Thank you for your recent email which I found very illuminating, maybe a little too illuminating, and just about the cherry on top of my cupcake of a month since my father appears to be back. It did however fill in a few blanks that therapy would never have revealed, so thank God I did not bother with that.
I know if we sat in a room the memory of my teenage years compared with yours would be very different. You have always, if the subject was ever discussed, painted me as a humourless, sour, sulking monster of an adolescent. Your words at the time were more vindictive, I seem to remember your favourite was "slut" amongst other vicious put downs. I also remember the anger that occasionally spilt over into blows which I did not exchange. I have never felt so miserable as when they rained down, with my pathetic father watching but never intervening.
The worst years were the teen years, I don't remember you being so vicious when I was younger although you once confessed you did not ever remember cuddling me after my sisters were born. I used to think that your anger was with my father who spent his entire life shagging anything with a pulse was the trigger for your outbursts, including your friends as well as the mothers of my friends.
After he finally divorced you to marry someone young enough to be his granddaughter I tried really hard to make your life more pleasant, having decided to draw a line under the dark days and try and move on. We have never discussed the past and any insinuation of your vile behavior towards me seemed heartily denied by you.
I now realise that your anger was directed at my inability to warmly welcome someone I had not realised was the 'love of your life' I was about 14 at the time and distressed at the implosion of my family life.

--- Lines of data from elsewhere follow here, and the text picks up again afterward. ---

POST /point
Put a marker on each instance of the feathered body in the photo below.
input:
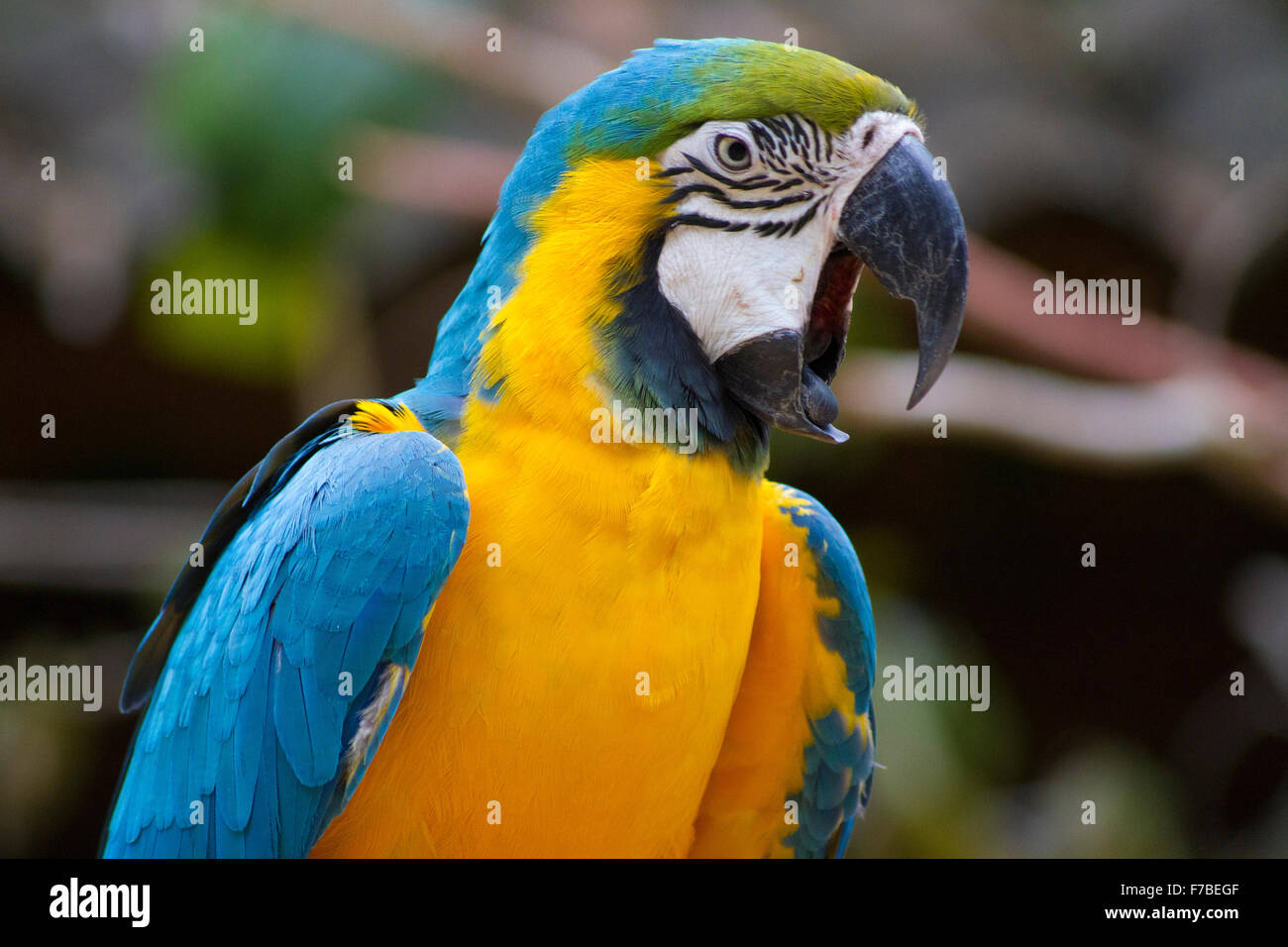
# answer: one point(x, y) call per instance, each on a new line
point(634, 650)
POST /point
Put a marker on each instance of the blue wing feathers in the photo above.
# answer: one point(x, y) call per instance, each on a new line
point(338, 556)
point(838, 763)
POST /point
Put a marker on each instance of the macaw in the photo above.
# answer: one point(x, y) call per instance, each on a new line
point(477, 618)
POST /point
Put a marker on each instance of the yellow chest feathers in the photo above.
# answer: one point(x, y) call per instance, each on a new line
point(580, 667)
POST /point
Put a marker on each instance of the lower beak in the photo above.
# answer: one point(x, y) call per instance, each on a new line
point(905, 224)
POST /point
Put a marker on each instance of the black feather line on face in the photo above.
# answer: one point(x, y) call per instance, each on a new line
point(656, 360)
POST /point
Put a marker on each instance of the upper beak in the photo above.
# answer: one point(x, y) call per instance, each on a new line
point(907, 228)
point(903, 224)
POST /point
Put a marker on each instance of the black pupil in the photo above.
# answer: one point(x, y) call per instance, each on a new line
point(735, 151)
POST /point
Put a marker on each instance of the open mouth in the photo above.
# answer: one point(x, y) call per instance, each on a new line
point(902, 222)
point(823, 346)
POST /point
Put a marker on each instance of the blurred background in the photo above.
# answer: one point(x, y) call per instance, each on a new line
point(1108, 684)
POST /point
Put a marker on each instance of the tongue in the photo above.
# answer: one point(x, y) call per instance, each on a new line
point(816, 398)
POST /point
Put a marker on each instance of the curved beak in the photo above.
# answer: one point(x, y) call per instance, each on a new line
point(907, 228)
point(903, 223)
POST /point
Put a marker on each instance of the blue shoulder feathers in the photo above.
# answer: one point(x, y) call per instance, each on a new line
point(274, 668)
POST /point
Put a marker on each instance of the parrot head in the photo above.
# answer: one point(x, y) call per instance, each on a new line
point(780, 174)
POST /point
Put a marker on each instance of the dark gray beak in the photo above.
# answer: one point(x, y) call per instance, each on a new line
point(907, 228)
point(903, 224)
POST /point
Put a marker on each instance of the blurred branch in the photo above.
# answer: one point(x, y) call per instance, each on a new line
point(532, 65)
point(1179, 420)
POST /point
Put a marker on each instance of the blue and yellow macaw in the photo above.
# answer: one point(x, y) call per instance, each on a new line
point(545, 602)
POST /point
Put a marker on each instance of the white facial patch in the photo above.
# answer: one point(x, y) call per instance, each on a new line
point(759, 214)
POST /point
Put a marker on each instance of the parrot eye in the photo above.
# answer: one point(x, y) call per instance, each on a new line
point(733, 153)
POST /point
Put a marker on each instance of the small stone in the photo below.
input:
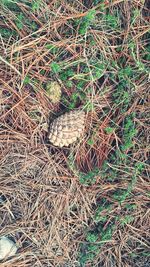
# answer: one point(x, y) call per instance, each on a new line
point(7, 248)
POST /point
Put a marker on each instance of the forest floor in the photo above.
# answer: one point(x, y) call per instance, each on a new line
point(85, 205)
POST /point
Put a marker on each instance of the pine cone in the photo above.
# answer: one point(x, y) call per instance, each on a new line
point(67, 128)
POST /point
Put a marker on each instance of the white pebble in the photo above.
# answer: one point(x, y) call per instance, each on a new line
point(7, 248)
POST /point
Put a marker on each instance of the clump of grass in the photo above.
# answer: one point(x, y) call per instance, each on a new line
point(88, 204)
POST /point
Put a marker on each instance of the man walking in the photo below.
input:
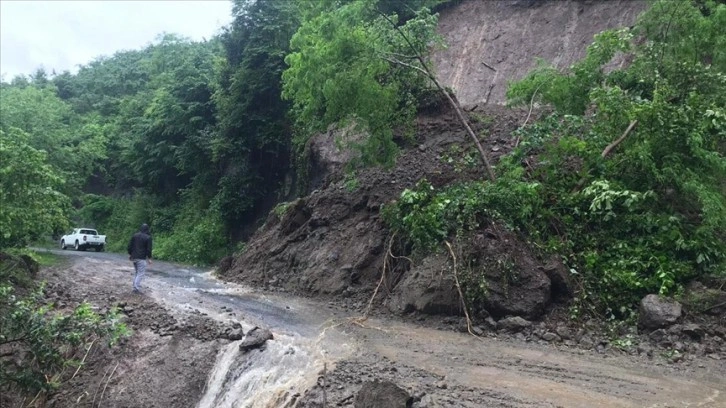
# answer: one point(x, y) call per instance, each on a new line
point(139, 250)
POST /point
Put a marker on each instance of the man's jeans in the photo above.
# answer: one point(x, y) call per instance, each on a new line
point(140, 266)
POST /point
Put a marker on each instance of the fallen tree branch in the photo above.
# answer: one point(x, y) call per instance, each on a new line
point(489, 93)
point(605, 153)
point(380, 282)
point(425, 70)
point(619, 140)
point(83, 360)
point(461, 294)
point(104, 387)
point(713, 307)
point(531, 105)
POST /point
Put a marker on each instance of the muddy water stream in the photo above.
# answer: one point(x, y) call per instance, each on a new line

I would not have called your relationship an 'affair' My father had, I remember left us for fresher pastures at the time, but moving a new boyfriend in was probably at best naive and worst a little selfish, which when I think about it is a word you continually apply to me.
I had never realised he was 10 years your junior, and I am sorry you felt unable to leave and fulfil yours and his desire to begin a new life together, clearly your maternal instincts must have taken a hell of a battering, to have to swap someone so tender and considerate for the moron that was my father, but you stoical put the family first and I clearly paid the price mentally and physically.
As I say water under the bridge, until it dawned on me that Daisy and Kitty's father is 10 years younger than me and I vividly remember how vile you were to us when you met him for the first time. You spat out the words 'toy boy' "How dare I bring someone that young to my house" Of course I tried to smooth things over, I hate conflict, but as with every single boyfriend I have brought home, you have barely even bothered to conceal your disgust and irritation with them. You sneered at their academic achievements which were no less than yours, but you seemed to measure everyone by my fathers academic brilliance, only you were not were you? It was your lovers success they failed to match.
Of course you got your comeuppance with Emin who saw straight through you and told you what he thought of you and the way you had treated me. But all this time I have carried the burden of guilt that somehow I have let you down, that I should love you as a mother, that it is wrong to be physically repelled by your touch.
I guess this guilt has manifested itself through pity and desire to make you happy. I am so angry now, especially by how you treated the girls father, which is such a negative emotion, and yet bizarrely I feel as if a great weight has been lifted from my shoulders because I no longer have to pretend ever again. I no longer have a duty to love you or make excuses for my life. I am who I am and you should have been proud of me, you should have told me I was beautiful and clever and funny, because I was and I never realised it. I have spent over 40 years of my life believing I was ugly and worthless, not very sound foundations to build a relationship on but it has probably made me stronger, my confidence has grown through a lifetime of self depreciation.
I now realise that your European weekends were in fact romantic liaisons, you hate liars yet became a consummate one.
Clearly by hooking up with your ex lover after our father divorced you, you had already moved on and had no need of all those holidays we organised to give you something to look forward to.. Good for you. That it is a transatlantic affair is your business, although the words two faced hypocrite seem appropriate having railed against the 'other woman' all your life you have become one.